As far as the older client, my post explaining some of the differences in implementations was already quoted in this thread (soon to be a break-off thread?), so I won't rehash too much. No, the client isn't artificially limited to a certain number of stream processors. However, smaller work units will not fully utilize newer chips. In the GPU2 era, AMD and Nvidia run very different algorithms achieving the same result. As I have stated before, and the data in in the publications, for really large proteins the performance distance closes much more, however, really large proteins are also really hard on the system (UI can get really laggy). Nvidia's implementation and hardware had an advantage on smaller proteins ("narrower" machine with higher ALU clocks) and we were more competitive with bigger stuff ("wider" machine with lower ALU clocks), despite an algorithmic disadvantage. We couldn't support some of the other algorithmic variants all that well on R6XX that may have performed better. R7XX was more flexible, but still had restrictions that made it tricky and the Brook model was showing it's limits.
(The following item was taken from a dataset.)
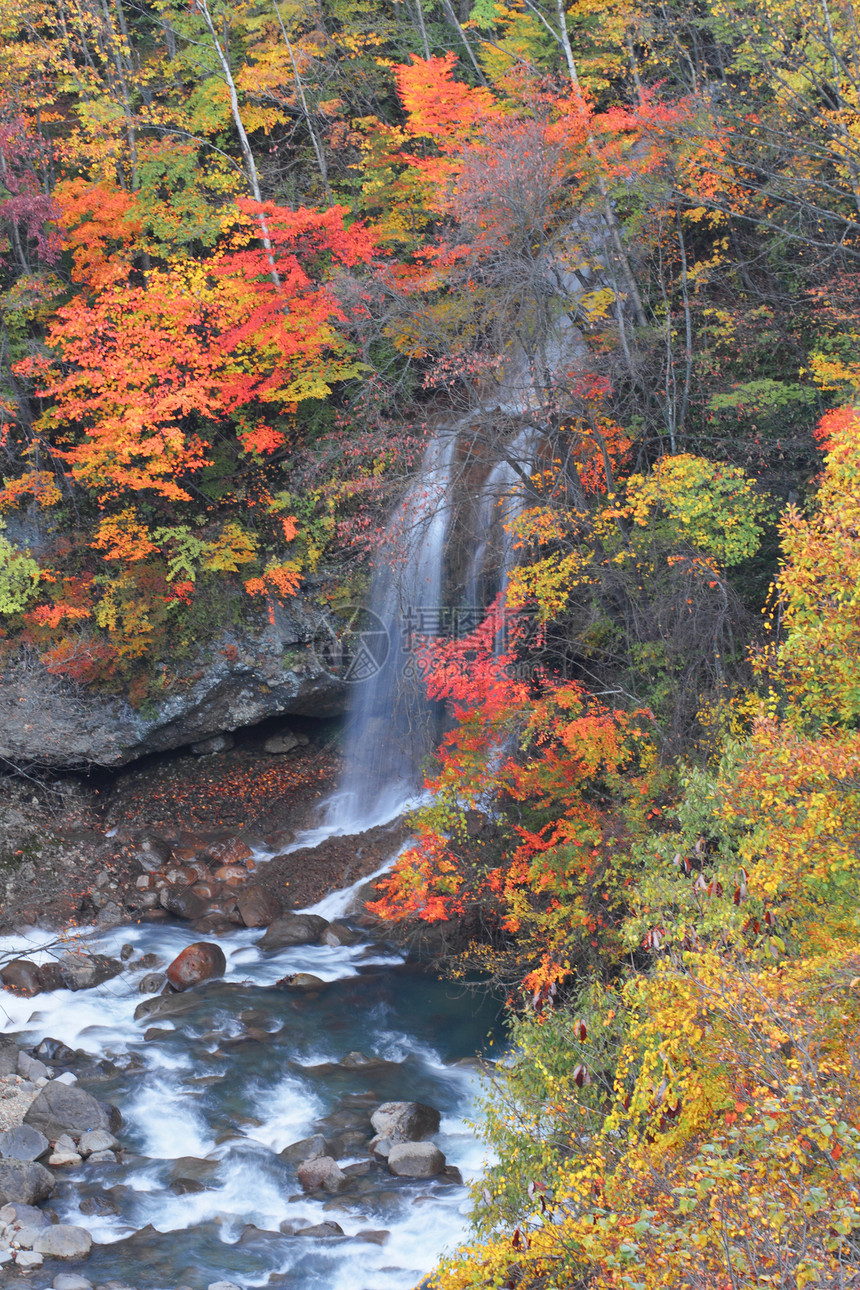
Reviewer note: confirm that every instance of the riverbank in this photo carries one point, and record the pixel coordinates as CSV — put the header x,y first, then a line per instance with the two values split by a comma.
x,y
72,849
The hope is that with OpenCL, there will be a more unified code base that all vendors can work on and Stanford can concentrate on the science and new algorithms for advancement of the field.

 

I am not a programmer either, but it's apparent here, that the algorithm must be different when two pieces of hardware use different approaches to the solution of a given problem. It's a bit like the comparison CPU and GPU: They both can 'do folding' but do it quite differently. But since it has been made pretty clear, how limited the use is GPU2 makes of current hardware capabilities for Radeons, performance comparisons based on that are somewhat moot and would not belong to this topic.
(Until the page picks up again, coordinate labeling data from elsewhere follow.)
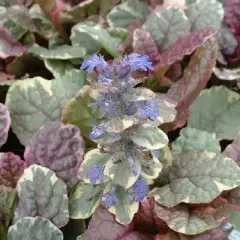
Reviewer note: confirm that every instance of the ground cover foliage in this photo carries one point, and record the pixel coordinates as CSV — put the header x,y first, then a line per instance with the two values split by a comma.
x,y
119,120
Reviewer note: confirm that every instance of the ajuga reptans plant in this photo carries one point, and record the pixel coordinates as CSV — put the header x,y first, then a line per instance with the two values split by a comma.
x,y
128,136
But they shed light on another point, though, which strengthens your view (i imagine). If you're early to market with a certain feature set, that may cost transistors, thus die space and thus be an investment, chances are new programs or even generic algorithms may be tailored to the way you've implemented in hardware.
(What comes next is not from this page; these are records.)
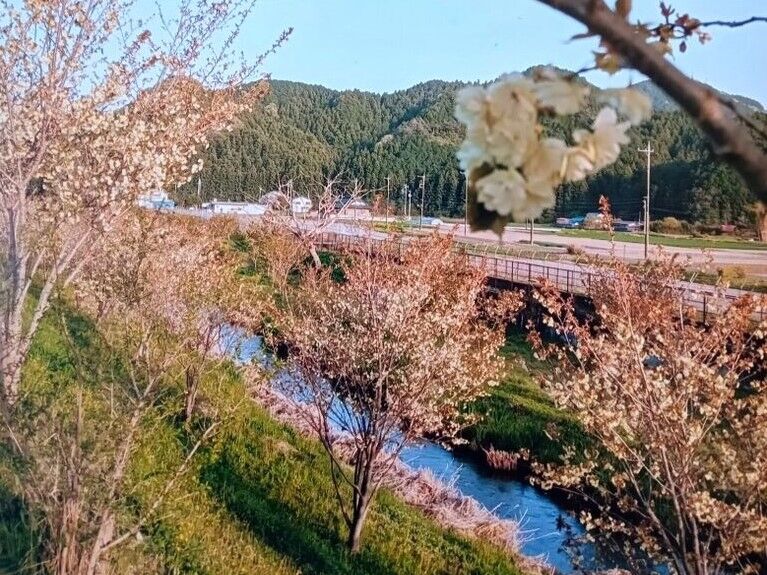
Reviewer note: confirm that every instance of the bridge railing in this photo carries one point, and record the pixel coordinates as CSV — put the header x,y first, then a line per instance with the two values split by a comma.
x,y
574,280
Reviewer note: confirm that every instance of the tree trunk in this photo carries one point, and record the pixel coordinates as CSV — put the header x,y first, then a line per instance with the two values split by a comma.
x,y
10,371
358,522
192,385
363,495
315,256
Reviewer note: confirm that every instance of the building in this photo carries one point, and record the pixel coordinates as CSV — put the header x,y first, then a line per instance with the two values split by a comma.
x,y
157,200
301,205
356,209
222,207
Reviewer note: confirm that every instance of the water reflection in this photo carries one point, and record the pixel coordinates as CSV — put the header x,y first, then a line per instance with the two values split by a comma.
x,y
546,526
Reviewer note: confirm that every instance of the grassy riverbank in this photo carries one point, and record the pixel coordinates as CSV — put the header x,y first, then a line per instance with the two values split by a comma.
x,y
519,415
258,499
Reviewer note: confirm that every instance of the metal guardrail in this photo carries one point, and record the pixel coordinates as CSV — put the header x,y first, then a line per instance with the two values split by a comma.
x,y
577,281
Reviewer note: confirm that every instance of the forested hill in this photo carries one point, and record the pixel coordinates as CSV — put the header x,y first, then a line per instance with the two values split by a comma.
x,y
305,132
And, to not be off-topic wholly here: I think one point regarding architectural advantages of AMD hasn't been mentioned yet in this thread. With a large number of titles today being cross-platform developed between PC and Xbox360 (more so than between PC and PS3 or Xbox360 and PS3), programmers tend to already have used quite optimized tools to take advantage of a 5-way VLIW architecture at a basic level. Though current Radeon GPUs are certainly much more capable even on a per ALU level than the processor used in Xbox 360. That's one of the reasons, btw, why I have my doubts that AMD will cut a lane from the 5-way design in one of the Islands generation.


edit:
Mike, now that we've succeeded in grabbing your attention How would you see the chances that also CPU clients use OpenCL and that both types of processors work at the same kind of problems?

 

OpenCL gives you that type of portability. I'm not sure what Stanford's plans are here as the SMP and uniprocessor clients are designed to be good at a different set of algorithms than the GPUs. I think it might be an interesting experiment to see how things can be tuned for multi-core as well, and of course mixing CPUs and GPUs instead of jamming all the compute into one or the other. And of course there is the IBM Cell OpenCL implementation, and I'm sure other hardware vendors will have CL implementations as well. The other thing to remember is that OpenCL runs on Windows, Linux, OSX as well as x86, CPU, GPU. So it has the potential to simplify codebases and provide portability. Tuning will vary especially when going for all out performance (i.e. when the companies gear up for battle, and or Scott and I (and/or others) get each other riled up).

 

Thank you M. Houston. You've cleared up all the problems in this thread and its good to see such a matter resolved in such a satisfying manner, so often are we left hanging by the vaguearies of NDAs etc. Now I wait in anticipation for an improved OpenCL FAH client in order to grow my epeen to a size worthy of sporting an advanced ATI graphics card.

Just remember, Dave now owes you some cake, don't let him tell you otherwise!